Celebrated 39 days after Easter, always on a Thursdsay, Kristi Himmelsfärdsdag is always celebrated between April 30th and June 3rd, which means it sometimes falls on a couple of secular feasts celebrated in Sweden during this time; Valborgsmässoafton (Walpurgis eve, April 30th) and May 1st (International Labour Day or, indeed, the Feast Day of St. Joseph the Worker).

It is celebrated as a national holiday even if it has lost many of the traditions attached to it. It used to be the day when cows were allowed out to grass for the first time of the year and since 1924 it is an important day for the sobriety movement. It is also the first day for fishing - första metaredagen - it used to be widely believed that fish wouldn't bite before this day.

During the middle ages there would be himmelsfärdsspel - plays illustrating the events, this tradition is not very commonly practiced these days, but you can still see it in some rural parts of the country. (If Medieval mystery plays are what you're looking for Visby is the place you wanna be, where they have a Medieval week every year in August.)

The Swedish celebration of this day carries on the rebirth message of Easter and many activities, even Masses, take place outdoors to fully utilise the sunlight that's returned after months of darkness and gloom.

Friday, 30 April 2010

Valborgsmässoafton (St. Walpurgis eve) and Student Caps

The 30th of April is the feast day of St. Walpurgis, an English princess born in 710 AD. She lived with the nuns in Winborne Abbey, where she was also educated, for 26 years. She was the brought to Germany by Saint Boniface, her mother's brother who was also the Archbishop of Mainz, to help to make Christian the Germans.
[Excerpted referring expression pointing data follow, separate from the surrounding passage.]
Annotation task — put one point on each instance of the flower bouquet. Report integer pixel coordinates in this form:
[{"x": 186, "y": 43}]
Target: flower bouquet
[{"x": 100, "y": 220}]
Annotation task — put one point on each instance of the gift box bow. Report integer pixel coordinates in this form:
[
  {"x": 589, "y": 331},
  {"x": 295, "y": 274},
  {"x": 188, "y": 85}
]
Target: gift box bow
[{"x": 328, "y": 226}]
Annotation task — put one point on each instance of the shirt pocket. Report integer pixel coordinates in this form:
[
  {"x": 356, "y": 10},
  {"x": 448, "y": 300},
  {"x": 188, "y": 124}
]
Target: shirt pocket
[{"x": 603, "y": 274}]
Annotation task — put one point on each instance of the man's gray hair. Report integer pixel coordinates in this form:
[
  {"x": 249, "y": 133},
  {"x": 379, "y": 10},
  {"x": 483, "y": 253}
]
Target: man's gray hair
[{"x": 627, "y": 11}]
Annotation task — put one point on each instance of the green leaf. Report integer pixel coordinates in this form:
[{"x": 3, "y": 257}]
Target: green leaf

Once there she became a nun and later abbess of the monastery in Heidenheim where she lived until her death on February 25th, 779 AD. Canonized on May 1st 870 AD, by Pope Adrian II, (or it could also be the day when her body was moved or "translated" to lie next to the body of her brother), in Sweden we celebrate her on the eve of her Feast Day; Valborgsmässoafton - Walpurgis night. Her bones were, after her canonization, moved from Heidenheim to Eichstätt where they were placed in a rocky niche from which a miraculously therapeutic oil started sipping, drawing pilgrims from far and near.



In the Middle Ages a cult was developed in the memory of St. Walpurgis, which had as it's main objective to fight witches and evil forces.

Sir James Frazer wrote in The Golden Bough about St. Walpurgis' eve in Sweden; "The first of May is a great popular festival in the more midland and southern parts of Sweden. On the eve of the festival, huge bonfires, which should be lighted by striking two flints together, blaze on all the hills and knolls"

Valborgsmässoafton
in Sweden is an evening when witches (or the good fight against them anyway) are central to the celebrations. We light fires to protect against them and some people dress up as witches. It's an eve where dark forces run wild, only to be warded off at the dawn of St. Walpurgis Day - May 1st.

April 30th is also celbrated by students "singing to the spring". There are student concerts in most cities, often outdoors, and people wear their student hats.



The Swedish student cap (studentmössa), used since the mid-19th century, normally has a white crown, a black or dark blue band and a black peak. At the front of the band is a cockade of blue and yellow, the colours of the Swedish flag. Walpurgis eve is the first day when new students are allowed to wear their caps.